Our DNA is organized into 23 pairs of chromosomes. We have two copies of each gene - one inherited from our mother and one inherited from our father. We will pass one of those copies on to our children. If one copy contains the variant and one does not, we have a 50% chance of passing the variant on to an individual child. If both copies contain the variant, we have a 100% chance of passing the variant on to an individual child.
For most inherited disorders, two copies of a harmful variant are necessary for an individual to exhibit the symptoms. The one “good” copy without the variant is oftentimes sufficient to compensate for the harmful copy with the variant. If your DNA contains one copy of a harmful variant you are considered a carrier - you carry the variant, and may pass the variant on to your children, but you do not exhibit symptoms of the disorder. If your partner is also a carrier for the variant, your individual child has a 25% chance of inheriting the disorder and a 50% chance of being a carrier. For X-linked variants, the chance of your child being a carrier or inheriting the disorder is higher, particularly in boys who have one X chromosome and one Y chromosome.
Whole genome sequencing (WGS) uses the most advanced DNA sequencing technology available.

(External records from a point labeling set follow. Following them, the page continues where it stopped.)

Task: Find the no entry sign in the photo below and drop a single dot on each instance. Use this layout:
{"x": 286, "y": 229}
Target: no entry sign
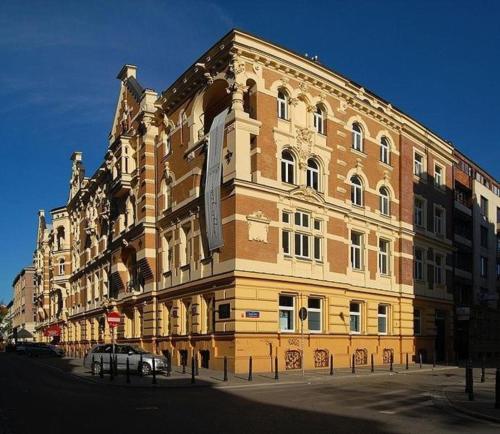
{"x": 113, "y": 319}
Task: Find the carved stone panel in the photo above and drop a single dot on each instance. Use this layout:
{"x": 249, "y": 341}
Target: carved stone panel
{"x": 321, "y": 359}
{"x": 293, "y": 359}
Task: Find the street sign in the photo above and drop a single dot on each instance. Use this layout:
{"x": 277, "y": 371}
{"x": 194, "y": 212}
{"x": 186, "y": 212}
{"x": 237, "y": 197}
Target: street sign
{"x": 303, "y": 313}
{"x": 113, "y": 318}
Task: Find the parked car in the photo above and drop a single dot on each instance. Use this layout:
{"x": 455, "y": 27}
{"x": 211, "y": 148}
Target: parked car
{"x": 39, "y": 349}
{"x": 122, "y": 352}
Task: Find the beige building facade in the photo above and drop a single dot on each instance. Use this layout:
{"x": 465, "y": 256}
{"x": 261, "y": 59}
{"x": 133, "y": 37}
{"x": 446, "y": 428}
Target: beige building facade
{"x": 331, "y": 199}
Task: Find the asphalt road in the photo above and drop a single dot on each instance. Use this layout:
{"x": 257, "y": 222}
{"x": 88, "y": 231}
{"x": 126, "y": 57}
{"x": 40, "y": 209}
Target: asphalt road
{"x": 37, "y": 399}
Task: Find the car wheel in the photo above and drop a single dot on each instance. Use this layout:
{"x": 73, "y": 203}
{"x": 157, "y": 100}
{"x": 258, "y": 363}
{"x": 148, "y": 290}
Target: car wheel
{"x": 96, "y": 368}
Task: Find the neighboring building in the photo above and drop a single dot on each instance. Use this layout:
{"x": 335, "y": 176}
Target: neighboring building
{"x": 476, "y": 279}
{"x": 22, "y": 310}
{"x": 330, "y": 199}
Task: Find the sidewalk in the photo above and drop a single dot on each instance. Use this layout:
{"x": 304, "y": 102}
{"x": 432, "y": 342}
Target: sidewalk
{"x": 211, "y": 378}
{"x": 483, "y": 405}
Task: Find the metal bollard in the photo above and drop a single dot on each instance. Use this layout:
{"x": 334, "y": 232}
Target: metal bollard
{"x": 192, "y": 370}
{"x": 128, "y": 371}
{"x": 497, "y": 388}
{"x": 110, "y": 368}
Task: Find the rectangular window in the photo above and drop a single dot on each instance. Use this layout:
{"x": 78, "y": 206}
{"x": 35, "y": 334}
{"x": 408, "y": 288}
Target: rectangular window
{"x": 302, "y": 219}
{"x": 317, "y": 249}
{"x": 355, "y": 317}
{"x": 484, "y": 207}
{"x": 302, "y": 245}
{"x": 314, "y": 314}
{"x": 383, "y": 257}
{"x": 419, "y": 212}
{"x": 438, "y": 176}
{"x": 438, "y": 270}
{"x": 418, "y": 264}
{"x": 286, "y": 313}
{"x": 382, "y": 319}
{"x": 438, "y": 221}
{"x": 484, "y": 237}
{"x": 418, "y": 165}
{"x": 417, "y": 322}
{"x": 285, "y": 242}
{"x": 356, "y": 250}
{"x": 483, "y": 262}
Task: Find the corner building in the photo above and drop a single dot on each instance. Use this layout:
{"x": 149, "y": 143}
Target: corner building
{"x": 331, "y": 199}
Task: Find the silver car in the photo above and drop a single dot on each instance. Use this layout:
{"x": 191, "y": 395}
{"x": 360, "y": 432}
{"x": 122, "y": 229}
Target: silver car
{"x": 140, "y": 361}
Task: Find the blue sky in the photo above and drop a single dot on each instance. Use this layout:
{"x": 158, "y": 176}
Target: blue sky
{"x": 439, "y": 61}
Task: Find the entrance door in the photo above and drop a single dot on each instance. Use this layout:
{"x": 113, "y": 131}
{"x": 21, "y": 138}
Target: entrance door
{"x": 440, "y": 343}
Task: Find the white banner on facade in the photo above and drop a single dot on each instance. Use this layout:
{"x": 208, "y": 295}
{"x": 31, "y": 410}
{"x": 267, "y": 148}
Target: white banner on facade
{"x": 213, "y": 181}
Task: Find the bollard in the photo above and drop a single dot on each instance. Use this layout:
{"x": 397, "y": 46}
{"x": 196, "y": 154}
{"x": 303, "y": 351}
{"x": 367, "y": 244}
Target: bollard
{"x": 110, "y": 368}
{"x": 128, "y": 371}
{"x": 192, "y": 370}
{"x": 497, "y": 388}
{"x": 169, "y": 364}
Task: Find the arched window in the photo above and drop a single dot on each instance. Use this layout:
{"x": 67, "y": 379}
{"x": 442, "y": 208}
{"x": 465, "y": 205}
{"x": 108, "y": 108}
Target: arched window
{"x": 357, "y": 137}
{"x": 384, "y": 150}
{"x": 312, "y": 174}
{"x": 356, "y": 191}
{"x": 61, "y": 267}
{"x": 287, "y": 167}
{"x": 385, "y": 201}
{"x": 319, "y": 120}
{"x": 282, "y": 104}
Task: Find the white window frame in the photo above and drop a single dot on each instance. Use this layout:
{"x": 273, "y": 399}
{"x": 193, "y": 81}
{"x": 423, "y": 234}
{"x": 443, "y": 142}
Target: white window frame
{"x": 286, "y": 165}
{"x": 384, "y": 256}
{"x": 385, "y": 316}
{"x": 282, "y": 104}
{"x": 319, "y": 120}
{"x": 358, "y": 315}
{"x": 385, "y": 150}
{"x": 316, "y": 310}
{"x": 313, "y": 175}
{"x": 357, "y": 251}
{"x": 288, "y": 309}
{"x": 385, "y": 201}
{"x": 357, "y": 137}
{"x": 356, "y": 191}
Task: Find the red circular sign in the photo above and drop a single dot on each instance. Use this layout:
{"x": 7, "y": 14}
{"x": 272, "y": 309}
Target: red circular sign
{"x": 114, "y": 318}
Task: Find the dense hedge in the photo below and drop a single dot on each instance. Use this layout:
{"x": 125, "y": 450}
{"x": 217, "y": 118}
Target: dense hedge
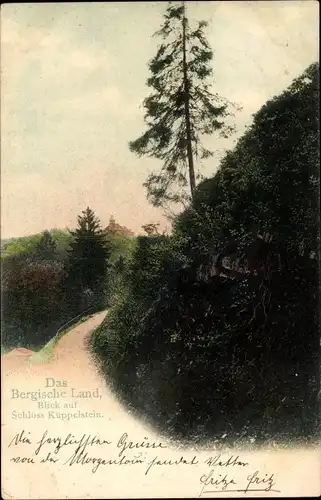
{"x": 199, "y": 351}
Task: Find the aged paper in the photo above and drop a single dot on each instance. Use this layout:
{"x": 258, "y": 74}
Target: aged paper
{"x": 146, "y": 355}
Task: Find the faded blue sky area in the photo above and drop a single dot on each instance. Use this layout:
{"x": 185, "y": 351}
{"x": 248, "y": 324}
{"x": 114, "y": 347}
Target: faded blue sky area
{"x": 73, "y": 80}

It looks at more than 98% of your DNA. Other types of sequencing look at only a small amount of your DNA, ranging from 0.01% to 1.5%. By looking at more of your DNA it's possible to look at many different types of variants across all of your genes.
Frequently Asked Questions About the Genomic Inform® Test
Genetic testing can identify variants in your DNA that put you at an increased risk for developing diseases later in life such as cancer, heart conditions, clotting conditions, inflammatory bowel diseases, inherited kidney disorders and more. It can also determine your carrier status for rare inherited disorders before you pass a harmful variant on to your child.
Once you request information about the test online, our clinical coordinators will get in touch to walk you through the testing process and answer any questions that you have. They'll send you a saliva collection kit and a test requisition form. Then you'll fill out the test requisition form with your physician, sending it and your saliva sample to us using the prepaid postage. In ~8 weeks, your full clinical report will be ready.
Once your completed test requisition form and saliva sample are received, it takes ~8 weeks to deliver the final clinical report.
Whole genome sequencing is not covered for preventative care. Direct patient payment is required for this test.
The Genomic Inform® test costs $2,819. It is more expensive than many of the direct-to-consumer tests advertised on TV and in social media because it uses whole genome sequencing technology. This advanced sequencing technology looks at >98% of your DNA, while other sequencing technologies look at between <0.01% and 1.5% of your DNA. Having more DNA sequenced results in a more expensive test. However, it also provides significantly more value - enabling detection of more potentially harmful variants in more genes for a significantly more complete analysis.